Personalization is the name of the game for Brian Walker, chief strategy officer at Mountain View, Calif.-based commerce experience cloud company Bloomreach. In his GenNext keynote speech, which took place on the first day of Progressive Grocer’s Nov. 2-4 Grocery Industry Week event in Orlando, Fla., Walker noted that while today’s methods of personalization use technology and data to give customers what they want, he believes that retailers also need to get back to basics in an effort to get to know their customers and develop better relationships with them.
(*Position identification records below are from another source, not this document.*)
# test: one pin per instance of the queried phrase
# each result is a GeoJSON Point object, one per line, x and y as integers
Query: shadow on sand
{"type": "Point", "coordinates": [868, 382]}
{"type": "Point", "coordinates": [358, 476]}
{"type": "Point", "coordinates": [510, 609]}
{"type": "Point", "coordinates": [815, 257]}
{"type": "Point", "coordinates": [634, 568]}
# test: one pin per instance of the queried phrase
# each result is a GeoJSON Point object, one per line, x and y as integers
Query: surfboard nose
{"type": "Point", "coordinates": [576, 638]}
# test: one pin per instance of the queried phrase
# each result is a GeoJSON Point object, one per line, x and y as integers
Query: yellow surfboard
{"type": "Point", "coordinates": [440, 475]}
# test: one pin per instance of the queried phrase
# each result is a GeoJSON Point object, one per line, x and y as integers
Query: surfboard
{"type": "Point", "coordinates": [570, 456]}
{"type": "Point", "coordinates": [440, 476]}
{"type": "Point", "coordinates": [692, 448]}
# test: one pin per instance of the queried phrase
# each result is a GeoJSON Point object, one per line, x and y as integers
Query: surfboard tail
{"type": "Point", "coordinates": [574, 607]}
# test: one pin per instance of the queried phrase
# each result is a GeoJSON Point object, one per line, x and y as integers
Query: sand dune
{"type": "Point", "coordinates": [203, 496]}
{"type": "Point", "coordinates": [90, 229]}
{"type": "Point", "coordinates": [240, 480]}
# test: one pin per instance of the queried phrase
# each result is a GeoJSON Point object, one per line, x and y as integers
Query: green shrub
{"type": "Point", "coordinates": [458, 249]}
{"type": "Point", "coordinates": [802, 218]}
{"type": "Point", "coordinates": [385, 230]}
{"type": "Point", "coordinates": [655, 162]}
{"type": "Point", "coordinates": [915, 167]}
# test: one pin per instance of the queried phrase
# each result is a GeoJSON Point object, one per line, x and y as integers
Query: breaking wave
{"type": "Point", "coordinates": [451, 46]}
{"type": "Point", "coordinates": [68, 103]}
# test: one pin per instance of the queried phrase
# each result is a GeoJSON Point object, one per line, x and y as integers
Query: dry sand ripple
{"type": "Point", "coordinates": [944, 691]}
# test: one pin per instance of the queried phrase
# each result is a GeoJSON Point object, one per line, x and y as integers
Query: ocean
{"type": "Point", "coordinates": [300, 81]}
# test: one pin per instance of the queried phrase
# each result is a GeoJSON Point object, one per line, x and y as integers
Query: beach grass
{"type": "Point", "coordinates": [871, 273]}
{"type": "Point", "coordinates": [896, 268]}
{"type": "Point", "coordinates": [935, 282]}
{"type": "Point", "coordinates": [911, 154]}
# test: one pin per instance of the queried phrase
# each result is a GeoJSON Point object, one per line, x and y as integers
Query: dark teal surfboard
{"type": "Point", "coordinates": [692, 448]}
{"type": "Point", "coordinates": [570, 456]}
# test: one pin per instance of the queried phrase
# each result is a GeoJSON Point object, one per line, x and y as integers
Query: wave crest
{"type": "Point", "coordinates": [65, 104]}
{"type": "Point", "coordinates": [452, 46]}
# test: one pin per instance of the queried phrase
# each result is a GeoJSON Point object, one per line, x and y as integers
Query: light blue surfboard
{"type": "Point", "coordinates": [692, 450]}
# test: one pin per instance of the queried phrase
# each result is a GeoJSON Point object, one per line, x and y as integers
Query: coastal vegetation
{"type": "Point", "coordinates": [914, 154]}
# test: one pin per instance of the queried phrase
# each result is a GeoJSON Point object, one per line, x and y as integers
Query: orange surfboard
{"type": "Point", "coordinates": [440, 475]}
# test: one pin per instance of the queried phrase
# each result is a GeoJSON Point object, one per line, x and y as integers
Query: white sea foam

“Personalization in the grocery industry, it’s really going back to the first principles, in a sense,” Walker explained of today’s consumers. “Understanding their culture, their customs, their diets, their families … What we’re talking about here in personalization is how to bring that forward.”

Higher Expectations

While grocery moved toward a generic experience that focused on mass marketing and mass distribution for several decades, today’s shoppers expect more, Walker said, especially considering that food is one of the most personal and important human experiences. Among the attributes that are most important to today’s consumers are taste, culture, season, holidays, religion, ethics, fitness and therapy.

“We need to recognize that we can make this a lot better,” Walker said. “Even to make it more acute, we need to recognize that, with the pandemic, customer loyalty, in a sense, is up for grabs.”

Continued Walker, “Customers tried new brands, and they tried new channels in ways that hadn’t been the case before. That physical real estate that your organizations have invested in for years and that control of the mindshare of the customer, that’s not really the paradigm.”

With many consumers unlikely to return to their pre-pandemic shopping patterns, attributes like convenience and delight are even more poised to perpetuate the customer transformation. As such, Walker referenced McKinsey & Co. data showing that 71% of customers expect personalization and that 76% are frustrated when they don’t see it.

Additionally, 78% of consumers are more likely to repurchase or recommend a product when they see personalization attached to it. With that in mind, Walker explained, retailers shouldn’t think about personalization as something cynical or related to spying on shoppers. “Customers want it, and customers expect it,” he said.

In a broader sense, personalization can be thought of as making it easier for a customer to navigate both in-store and online, making relevant product and service recommendations, tailoring messaging to needs, and offering targeted promotions.

“For customers, this is what personalization means to them, and it’s not just a product recommendation,” Walker said. “It’s really the experience that they’re talking about and how you communicate with them.”

A deeper understanding of personalization is necessary to better connect with today’s consumers, especially through advanced product discovery, site navigation and search experience, cross-category selling, seasonal collections, and localized personalization rules, including demographics.

In the end, Walker believes that investing in data is an important piece of the personalization puzzle. “A strong foundation of customer data, a strong foundation of product data, is really critical,” he said. “Invest there. This is what’s required to drive personalization.”

The article appeared in the US edition of Progressive Grocer Magazine.